Sedetik kemudian, Gilbert menyadari apa yang dia lakukan, atau tepatnya apa yang mereka lakukan.
Erzsi mengulum senyum, dan saat itulah Gilbert sadar, Erzsi telah merencanakan semuanya. Ia menyimpulkan acara makan-makan itu dengan santai, seperti biasa, "Empat setengah dari lima bintang, aku sangat merekomendasikan makanan ini bagi kalian yang ingin mencari tahu apakah lidah kalian punya jodoh di olahan negeri lain. Keren, keren!"
Begitu Erzsi menyelesaikan videonya, Gilbert menatapnya dengan setengah tak percaya. "Oi, jadi kita barusan ... memberi tahu publik soal hubungan kita?"
"Penonton akan mengerti petunjuknya. Itu berita, Gil, dan akan menyebar. Tampilan akan naik, pengunjung akan bertambah, pelanggan bertambah, bisnis untuk siapa saja yang terlibat!"
Gilbert melongo.
"Lagipula, kita sudah menyimpannya dua tahun, 'kan? Semua orang akan tahu pada akhirnya, Gil."
Gilbert masih kehilangan kata-kata. Bohong jika dia tidak pernah merencanakan bagaimana caranya memperlihatkan hubungan ini ke publik, tetapi yang kali ini di luar perhitungannya.

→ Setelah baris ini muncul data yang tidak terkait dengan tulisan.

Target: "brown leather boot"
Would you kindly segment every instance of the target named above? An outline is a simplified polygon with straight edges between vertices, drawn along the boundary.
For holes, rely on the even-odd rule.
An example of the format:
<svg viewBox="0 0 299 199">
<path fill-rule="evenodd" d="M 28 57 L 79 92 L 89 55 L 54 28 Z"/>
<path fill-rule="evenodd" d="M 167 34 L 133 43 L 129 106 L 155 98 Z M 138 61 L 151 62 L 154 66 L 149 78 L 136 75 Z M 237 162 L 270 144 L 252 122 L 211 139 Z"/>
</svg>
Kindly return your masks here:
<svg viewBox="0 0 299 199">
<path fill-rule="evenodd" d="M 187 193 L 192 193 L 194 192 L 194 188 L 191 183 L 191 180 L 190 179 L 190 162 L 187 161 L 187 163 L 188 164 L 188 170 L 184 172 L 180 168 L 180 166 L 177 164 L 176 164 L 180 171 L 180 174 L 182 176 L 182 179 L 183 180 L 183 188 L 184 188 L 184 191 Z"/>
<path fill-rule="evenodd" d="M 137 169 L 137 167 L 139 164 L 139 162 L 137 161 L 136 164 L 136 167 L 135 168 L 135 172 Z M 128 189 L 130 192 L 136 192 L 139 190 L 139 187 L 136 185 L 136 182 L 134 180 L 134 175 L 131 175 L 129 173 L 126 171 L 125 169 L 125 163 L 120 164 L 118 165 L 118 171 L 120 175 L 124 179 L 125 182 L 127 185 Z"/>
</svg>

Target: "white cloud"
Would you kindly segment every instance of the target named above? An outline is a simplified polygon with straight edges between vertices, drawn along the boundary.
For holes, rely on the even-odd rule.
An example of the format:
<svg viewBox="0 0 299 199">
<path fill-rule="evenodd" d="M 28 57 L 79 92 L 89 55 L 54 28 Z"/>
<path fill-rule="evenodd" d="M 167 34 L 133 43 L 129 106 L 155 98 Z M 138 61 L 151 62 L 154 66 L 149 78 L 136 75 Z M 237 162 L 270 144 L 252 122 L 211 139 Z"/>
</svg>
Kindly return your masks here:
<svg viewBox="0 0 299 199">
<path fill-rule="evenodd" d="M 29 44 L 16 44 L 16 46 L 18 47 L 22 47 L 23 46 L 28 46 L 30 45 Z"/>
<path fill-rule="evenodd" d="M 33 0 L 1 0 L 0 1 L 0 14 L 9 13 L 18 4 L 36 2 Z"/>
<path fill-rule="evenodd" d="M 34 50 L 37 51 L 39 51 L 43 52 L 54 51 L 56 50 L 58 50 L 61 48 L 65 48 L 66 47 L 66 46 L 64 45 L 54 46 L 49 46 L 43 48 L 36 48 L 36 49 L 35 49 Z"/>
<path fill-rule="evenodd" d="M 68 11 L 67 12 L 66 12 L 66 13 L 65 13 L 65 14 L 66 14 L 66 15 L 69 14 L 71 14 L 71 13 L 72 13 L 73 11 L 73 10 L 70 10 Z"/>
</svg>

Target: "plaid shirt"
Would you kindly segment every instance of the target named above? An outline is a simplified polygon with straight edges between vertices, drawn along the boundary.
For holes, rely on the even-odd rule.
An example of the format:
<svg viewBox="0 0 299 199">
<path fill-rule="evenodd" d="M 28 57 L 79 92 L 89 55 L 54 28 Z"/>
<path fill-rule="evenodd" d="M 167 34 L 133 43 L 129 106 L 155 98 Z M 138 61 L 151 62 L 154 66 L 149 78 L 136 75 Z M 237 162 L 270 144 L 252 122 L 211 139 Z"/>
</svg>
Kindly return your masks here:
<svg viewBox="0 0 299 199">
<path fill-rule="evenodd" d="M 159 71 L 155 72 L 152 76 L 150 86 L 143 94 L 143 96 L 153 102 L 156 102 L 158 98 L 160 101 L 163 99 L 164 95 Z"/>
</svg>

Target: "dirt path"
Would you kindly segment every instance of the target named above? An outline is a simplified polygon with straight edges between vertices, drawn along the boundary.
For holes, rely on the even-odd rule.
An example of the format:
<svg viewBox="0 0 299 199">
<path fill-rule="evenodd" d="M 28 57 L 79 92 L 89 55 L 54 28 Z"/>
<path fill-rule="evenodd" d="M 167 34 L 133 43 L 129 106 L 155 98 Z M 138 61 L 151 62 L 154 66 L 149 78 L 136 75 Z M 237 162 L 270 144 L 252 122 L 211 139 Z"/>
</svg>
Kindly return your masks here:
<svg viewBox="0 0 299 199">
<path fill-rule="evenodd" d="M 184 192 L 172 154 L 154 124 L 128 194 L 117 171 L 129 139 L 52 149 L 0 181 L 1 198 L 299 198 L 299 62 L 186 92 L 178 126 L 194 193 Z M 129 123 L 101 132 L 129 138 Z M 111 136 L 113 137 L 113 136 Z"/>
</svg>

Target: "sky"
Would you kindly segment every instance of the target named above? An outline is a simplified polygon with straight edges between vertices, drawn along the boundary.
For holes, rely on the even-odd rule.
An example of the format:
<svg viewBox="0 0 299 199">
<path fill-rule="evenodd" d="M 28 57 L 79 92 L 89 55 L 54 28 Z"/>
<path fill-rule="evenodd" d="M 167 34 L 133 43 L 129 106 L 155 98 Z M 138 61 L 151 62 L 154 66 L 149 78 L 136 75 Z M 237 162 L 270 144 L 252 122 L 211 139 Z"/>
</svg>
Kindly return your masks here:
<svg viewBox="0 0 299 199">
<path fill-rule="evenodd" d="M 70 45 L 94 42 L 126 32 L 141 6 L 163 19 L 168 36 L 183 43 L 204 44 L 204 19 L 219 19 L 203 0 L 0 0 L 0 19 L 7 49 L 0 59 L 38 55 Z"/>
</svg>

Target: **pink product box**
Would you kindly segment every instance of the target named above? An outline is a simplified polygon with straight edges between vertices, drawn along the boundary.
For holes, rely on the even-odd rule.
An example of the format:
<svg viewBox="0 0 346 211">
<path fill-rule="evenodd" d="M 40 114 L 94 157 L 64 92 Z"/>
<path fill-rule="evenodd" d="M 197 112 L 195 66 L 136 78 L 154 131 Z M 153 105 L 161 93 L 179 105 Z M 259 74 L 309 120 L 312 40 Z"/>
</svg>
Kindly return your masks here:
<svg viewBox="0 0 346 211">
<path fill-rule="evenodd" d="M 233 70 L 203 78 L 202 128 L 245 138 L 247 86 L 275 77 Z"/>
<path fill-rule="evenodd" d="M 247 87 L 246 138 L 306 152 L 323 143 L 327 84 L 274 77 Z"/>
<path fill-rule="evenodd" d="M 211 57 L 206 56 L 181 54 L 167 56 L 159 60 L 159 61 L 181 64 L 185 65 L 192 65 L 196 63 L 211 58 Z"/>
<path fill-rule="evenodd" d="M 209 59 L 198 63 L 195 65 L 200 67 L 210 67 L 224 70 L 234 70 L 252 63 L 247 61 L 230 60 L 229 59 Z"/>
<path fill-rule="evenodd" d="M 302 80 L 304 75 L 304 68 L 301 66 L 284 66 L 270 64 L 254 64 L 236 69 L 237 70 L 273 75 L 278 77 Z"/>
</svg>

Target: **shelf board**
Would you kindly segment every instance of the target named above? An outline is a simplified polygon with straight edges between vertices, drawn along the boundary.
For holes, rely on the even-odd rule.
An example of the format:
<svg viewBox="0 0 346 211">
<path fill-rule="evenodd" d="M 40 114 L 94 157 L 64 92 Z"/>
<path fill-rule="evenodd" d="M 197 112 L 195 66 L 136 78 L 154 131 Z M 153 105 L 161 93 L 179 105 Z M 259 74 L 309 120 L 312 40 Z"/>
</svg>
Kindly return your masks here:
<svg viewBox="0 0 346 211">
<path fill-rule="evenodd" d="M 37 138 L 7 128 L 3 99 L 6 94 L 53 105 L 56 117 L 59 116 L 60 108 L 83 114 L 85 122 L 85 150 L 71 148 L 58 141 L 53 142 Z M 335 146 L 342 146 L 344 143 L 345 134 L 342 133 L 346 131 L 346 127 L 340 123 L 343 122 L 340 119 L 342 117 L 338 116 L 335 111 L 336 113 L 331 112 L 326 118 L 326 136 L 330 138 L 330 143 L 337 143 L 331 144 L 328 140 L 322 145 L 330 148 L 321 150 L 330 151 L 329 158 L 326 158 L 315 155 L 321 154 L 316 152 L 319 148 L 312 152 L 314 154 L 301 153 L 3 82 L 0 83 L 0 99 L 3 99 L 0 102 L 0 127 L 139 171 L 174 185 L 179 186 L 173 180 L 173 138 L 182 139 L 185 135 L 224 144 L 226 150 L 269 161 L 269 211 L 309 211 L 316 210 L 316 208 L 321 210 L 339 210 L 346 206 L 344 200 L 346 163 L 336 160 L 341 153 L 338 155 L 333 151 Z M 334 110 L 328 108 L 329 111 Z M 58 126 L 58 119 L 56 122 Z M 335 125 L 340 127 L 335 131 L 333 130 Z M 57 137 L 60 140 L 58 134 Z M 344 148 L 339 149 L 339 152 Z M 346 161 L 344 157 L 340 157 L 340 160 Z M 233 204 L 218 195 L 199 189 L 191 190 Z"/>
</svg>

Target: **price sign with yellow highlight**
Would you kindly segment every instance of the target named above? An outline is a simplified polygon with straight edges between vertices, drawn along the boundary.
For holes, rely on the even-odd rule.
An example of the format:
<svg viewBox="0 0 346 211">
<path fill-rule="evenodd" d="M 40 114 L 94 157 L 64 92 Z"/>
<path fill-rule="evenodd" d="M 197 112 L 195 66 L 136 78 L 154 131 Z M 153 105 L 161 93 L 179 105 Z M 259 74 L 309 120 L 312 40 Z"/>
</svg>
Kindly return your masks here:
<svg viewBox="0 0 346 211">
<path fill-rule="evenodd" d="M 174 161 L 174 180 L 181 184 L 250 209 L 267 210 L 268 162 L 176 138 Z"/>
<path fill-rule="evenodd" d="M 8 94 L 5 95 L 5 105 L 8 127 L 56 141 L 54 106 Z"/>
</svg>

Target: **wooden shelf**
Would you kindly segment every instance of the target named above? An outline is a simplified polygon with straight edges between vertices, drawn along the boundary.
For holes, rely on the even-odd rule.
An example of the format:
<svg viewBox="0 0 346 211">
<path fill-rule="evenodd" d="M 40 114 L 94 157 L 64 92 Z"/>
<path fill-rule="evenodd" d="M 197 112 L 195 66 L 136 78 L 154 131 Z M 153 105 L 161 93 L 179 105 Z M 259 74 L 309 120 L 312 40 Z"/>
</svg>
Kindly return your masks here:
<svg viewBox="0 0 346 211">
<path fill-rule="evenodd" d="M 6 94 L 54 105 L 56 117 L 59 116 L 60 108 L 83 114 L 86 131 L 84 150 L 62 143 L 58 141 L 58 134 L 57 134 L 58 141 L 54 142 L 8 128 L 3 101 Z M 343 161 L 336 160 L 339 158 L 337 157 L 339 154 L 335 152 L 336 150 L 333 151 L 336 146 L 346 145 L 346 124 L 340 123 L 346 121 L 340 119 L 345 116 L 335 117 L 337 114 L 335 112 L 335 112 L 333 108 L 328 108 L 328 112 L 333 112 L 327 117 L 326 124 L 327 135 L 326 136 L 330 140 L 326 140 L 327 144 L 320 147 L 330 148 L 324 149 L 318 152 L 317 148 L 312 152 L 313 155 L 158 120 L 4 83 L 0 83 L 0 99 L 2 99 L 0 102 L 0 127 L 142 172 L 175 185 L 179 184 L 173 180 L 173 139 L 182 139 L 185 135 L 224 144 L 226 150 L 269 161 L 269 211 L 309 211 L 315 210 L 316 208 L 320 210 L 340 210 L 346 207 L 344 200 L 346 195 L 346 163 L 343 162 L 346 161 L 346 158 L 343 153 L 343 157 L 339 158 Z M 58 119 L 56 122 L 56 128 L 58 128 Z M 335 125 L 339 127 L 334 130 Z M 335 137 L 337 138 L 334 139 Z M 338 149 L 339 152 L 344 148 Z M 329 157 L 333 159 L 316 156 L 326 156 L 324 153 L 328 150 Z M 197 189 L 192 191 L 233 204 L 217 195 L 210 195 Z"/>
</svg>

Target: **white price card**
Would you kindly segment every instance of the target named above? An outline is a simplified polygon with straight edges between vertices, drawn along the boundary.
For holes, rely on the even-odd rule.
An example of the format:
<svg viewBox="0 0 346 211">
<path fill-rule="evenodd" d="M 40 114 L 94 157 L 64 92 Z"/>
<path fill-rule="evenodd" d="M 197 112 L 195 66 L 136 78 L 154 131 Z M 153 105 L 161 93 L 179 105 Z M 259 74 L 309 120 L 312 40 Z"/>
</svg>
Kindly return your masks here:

"Oh santailah Gil, ini adalah cara halus. Akan ada yang mengerti, akan ada yang tidak. Semi-formal. Hints. Namun signifikan. Tidak ada pihak yang dirugikan, 'kan?"
Gilbert diam sebentar, tetapi pertimbangan itu lantas tidak terlalu membuatnya khawatir. Erzsi pun dengan cepat mengubah topik,
"Kau segera menjemputku di sini juga pasti ada maksudnya, 'kan?"
Gilbert dengan cepat berubah ekspresinya, dia terkekeh dan itu terdengar cukup nyaring. Dia menjentikkan jari. "Kita ke Paris! Ada pertemuan penting yang harus kuhadiri, dan kau harus membantuku memilih pakaian untuk gala yang kuhadiri! Dan, berita bagus, Erzsi, beberapa pemain Paris Saint-Germain secara pribadi menyatakan mereka tertarik dengan desain sepatu bulan kemarin!"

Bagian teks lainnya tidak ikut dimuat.